Erdgas und seine noch sauberen Alternativen kurz erklärt

Begriffserklärungen alternative fossile Brennstoffe

20-12-2019

Nachhaltigkeit ist ein Thema, an dem mittlerweile keine Branche mehr vorbeikommt. Mehr als jede andere arbeiten die Automobilbranche und die Versorgungsbetreiber daran, den Ausstoß von Schadstoffen zu reduzieren. Neben effizienteren Motoren und weiteren technischen Entwicklungen, spielen vor allen Dingen alternative fossile Brennstoffe eine wichtige Rolle, die wir in diesem Beitrag kurz erklären.

Erdgas

Als Erdgas wird der fossile Brennstoff bezeichnet, der über Millionen von Jahren unter der Erdoberfläche entstanden ist. Während Erdgas vorrangig als Energieträger zum Heizen bekannt ist, wird er auch als Kraftstoff verwendet. Besonders im Transportwesen macht Erdgas Sinn. Es wird zum einen als komprimiertes Gas, auch CNG genannt, angeboten und bietet sich besonders für Pkw und leichte Transporter an. Zum anderen kann es kann auf -162 Grad Celsius gekühlt – dann als LNG bezeichnet – genutzt werden und bleibt auch im Dauerverbrauch stabil. Somit sind bei Lkws und vor allem Transportschiffen längere Reichweiten möglich, denn LNG nimmt nur ein Sechshundertstel so viel Platz in Anspruch, wie im gasförmigen Zustand.

Biogas

Biogas ist in den letzten Jahren zu einer wichtigen Alternative zu Erdgas geworden.

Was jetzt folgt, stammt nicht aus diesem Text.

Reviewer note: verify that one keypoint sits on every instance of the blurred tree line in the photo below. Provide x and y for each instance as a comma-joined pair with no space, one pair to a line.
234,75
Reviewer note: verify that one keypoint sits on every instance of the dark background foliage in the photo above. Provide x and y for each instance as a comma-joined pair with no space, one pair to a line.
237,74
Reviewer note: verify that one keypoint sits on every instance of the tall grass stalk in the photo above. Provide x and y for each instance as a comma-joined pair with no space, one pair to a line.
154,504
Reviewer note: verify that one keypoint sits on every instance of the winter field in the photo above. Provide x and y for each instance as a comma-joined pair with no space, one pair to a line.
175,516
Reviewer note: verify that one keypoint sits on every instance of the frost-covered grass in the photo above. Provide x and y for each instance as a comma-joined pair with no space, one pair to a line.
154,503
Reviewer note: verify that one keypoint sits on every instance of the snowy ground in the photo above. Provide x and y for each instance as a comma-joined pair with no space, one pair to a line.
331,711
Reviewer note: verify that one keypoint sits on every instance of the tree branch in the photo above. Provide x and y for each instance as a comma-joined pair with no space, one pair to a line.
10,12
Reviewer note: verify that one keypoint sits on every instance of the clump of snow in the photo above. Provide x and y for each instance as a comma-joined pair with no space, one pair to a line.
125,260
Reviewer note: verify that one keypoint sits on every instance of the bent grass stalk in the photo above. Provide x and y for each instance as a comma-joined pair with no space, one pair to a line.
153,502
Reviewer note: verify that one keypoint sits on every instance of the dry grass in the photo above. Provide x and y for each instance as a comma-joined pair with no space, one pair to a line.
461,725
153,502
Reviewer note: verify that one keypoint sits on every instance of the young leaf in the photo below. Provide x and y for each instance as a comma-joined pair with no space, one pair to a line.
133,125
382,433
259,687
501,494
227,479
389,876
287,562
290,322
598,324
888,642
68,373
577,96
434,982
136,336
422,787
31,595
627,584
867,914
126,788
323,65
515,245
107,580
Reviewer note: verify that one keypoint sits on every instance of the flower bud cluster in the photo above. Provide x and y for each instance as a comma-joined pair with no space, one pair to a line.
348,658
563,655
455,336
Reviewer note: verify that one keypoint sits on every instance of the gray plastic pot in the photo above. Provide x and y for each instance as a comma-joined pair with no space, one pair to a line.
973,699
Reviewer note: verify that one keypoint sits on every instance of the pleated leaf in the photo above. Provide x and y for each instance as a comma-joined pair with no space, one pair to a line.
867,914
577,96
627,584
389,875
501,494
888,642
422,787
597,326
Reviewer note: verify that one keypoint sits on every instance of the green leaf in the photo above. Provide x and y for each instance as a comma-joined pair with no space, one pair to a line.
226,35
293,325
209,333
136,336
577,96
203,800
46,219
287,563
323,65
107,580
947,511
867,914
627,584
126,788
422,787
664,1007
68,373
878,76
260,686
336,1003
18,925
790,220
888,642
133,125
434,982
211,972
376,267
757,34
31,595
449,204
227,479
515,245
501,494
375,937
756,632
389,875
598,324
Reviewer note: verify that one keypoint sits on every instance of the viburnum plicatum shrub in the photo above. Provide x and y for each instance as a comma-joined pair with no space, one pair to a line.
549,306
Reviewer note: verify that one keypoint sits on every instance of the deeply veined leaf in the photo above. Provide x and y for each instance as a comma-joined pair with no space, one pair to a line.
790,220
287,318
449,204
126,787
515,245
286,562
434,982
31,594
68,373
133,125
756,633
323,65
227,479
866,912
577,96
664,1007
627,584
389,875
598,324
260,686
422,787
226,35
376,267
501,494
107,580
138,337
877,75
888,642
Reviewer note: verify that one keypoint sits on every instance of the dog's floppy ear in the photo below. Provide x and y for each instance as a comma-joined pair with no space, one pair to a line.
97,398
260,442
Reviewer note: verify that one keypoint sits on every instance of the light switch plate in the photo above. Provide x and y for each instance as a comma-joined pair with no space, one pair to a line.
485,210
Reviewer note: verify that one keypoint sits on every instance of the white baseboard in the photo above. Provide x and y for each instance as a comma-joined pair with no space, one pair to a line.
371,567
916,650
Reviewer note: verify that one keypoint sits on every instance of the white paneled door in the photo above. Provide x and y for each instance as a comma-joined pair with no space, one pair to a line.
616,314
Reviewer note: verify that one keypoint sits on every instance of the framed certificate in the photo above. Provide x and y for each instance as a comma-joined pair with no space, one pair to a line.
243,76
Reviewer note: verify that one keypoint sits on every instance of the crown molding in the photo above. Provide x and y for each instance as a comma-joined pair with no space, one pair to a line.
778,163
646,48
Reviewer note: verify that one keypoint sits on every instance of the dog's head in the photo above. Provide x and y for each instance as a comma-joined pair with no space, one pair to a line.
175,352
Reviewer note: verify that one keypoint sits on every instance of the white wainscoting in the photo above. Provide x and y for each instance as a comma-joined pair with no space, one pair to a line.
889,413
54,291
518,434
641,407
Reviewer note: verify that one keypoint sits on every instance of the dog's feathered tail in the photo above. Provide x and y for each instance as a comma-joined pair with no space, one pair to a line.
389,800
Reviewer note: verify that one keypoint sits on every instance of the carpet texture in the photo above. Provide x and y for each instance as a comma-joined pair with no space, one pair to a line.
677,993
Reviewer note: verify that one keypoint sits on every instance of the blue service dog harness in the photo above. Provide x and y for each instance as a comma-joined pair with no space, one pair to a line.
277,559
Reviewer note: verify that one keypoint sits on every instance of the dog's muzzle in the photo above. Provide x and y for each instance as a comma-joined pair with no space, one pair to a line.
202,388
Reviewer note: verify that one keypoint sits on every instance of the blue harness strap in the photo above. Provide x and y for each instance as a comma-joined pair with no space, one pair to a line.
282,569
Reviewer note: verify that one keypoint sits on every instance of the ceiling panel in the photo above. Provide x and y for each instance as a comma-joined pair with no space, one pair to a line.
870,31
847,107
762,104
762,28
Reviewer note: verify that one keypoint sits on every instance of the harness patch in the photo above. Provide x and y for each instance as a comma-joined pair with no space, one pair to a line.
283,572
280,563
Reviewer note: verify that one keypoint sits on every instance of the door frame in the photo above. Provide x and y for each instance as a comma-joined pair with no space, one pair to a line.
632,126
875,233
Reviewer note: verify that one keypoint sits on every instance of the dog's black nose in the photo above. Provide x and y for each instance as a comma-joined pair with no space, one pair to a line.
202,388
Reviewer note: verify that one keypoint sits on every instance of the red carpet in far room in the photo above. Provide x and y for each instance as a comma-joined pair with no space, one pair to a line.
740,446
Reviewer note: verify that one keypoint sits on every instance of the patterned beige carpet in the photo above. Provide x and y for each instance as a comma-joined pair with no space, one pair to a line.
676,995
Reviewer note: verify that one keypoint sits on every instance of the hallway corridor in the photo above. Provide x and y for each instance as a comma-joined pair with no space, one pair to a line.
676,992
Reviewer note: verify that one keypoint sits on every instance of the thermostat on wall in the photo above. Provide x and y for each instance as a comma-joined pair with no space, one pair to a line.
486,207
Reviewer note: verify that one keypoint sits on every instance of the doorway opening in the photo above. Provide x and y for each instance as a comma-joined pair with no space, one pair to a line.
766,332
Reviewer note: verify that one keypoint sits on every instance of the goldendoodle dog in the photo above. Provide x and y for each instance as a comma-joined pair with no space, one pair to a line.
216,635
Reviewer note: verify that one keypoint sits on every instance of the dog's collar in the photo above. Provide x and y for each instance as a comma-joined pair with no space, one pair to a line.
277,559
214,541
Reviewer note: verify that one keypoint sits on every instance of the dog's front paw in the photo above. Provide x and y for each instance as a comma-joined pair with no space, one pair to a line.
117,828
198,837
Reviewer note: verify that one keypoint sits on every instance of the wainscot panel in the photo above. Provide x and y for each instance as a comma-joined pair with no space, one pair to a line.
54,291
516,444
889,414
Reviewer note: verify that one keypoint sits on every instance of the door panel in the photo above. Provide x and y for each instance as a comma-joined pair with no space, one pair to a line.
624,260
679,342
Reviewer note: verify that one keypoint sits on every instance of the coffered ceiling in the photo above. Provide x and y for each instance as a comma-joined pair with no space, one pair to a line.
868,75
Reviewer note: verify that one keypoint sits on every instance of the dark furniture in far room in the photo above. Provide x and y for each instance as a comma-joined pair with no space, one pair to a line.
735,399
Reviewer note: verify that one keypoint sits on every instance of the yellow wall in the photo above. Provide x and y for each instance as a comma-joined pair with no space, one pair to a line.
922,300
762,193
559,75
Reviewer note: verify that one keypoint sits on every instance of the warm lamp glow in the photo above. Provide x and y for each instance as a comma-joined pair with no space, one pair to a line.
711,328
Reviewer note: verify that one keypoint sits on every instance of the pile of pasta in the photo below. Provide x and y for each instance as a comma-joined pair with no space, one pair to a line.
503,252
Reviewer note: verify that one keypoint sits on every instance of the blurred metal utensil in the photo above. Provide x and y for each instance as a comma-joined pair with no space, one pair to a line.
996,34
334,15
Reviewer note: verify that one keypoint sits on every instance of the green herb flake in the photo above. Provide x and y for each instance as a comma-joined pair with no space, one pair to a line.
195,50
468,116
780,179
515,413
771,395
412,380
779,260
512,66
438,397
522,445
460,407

Sowohl Erdgas, wie auch Biogas ist chemisch gesehen Methan, jedoch besitzt Biogas, das auch Klärgas oder Deponiegas genannt wird, nicht die gleiche Qualität und kann somit nicht direkt ins Gasversorgungsnetz eingespeist werden, sondern muss zuerst in Biomethan umgewandelt werden (siehe nächste Begriffserklärung). Im Gegensatz zu Erdgas bietet Biogas jedoch den Vorteil, dass es in kürzerer Zeit aus biogenen Abfällen und Reststoffen gewonnen wird und deutlich schonender für das Klima ist.

Biomethan

Um die Qualität und die Nutzbarkeit von klassischem Erdgas zu erreichen, wird Biogas zu Biomethan verarbeitet. Das Rohbiogas wird dabei zunächst gefiltert, um den im Gegensatz zu Erdgas höheren Gehalt an Kohlendioxid und Wasserdampf zu reduzieren. Dabei werden Verunreinigungen wie Schwefelwasserstoff und Ammoniak aus dem Biogas gefiltert, welches dann aufbereitet wird, um den Methangehalt zu erhöhen.
Es kann jetzt für den Antrieb von Fahrzeug- und Maschinenmotoren verwendet und ins normale Gasversorgungsnetz eingespeist werden, sofern die Qualität und der Brennwert ausreichend nah an der von Erdgas liegen. Beim Bezug von Bioerdgas nutzt man also wie bei der Nutzung von Ökostrom einen Energiemix, dessen Anteil an erneuerbarem Gas sich stetig erhöht, je mehr Verbraucher sich für diese erneuerbare Form der Energie entscheiden.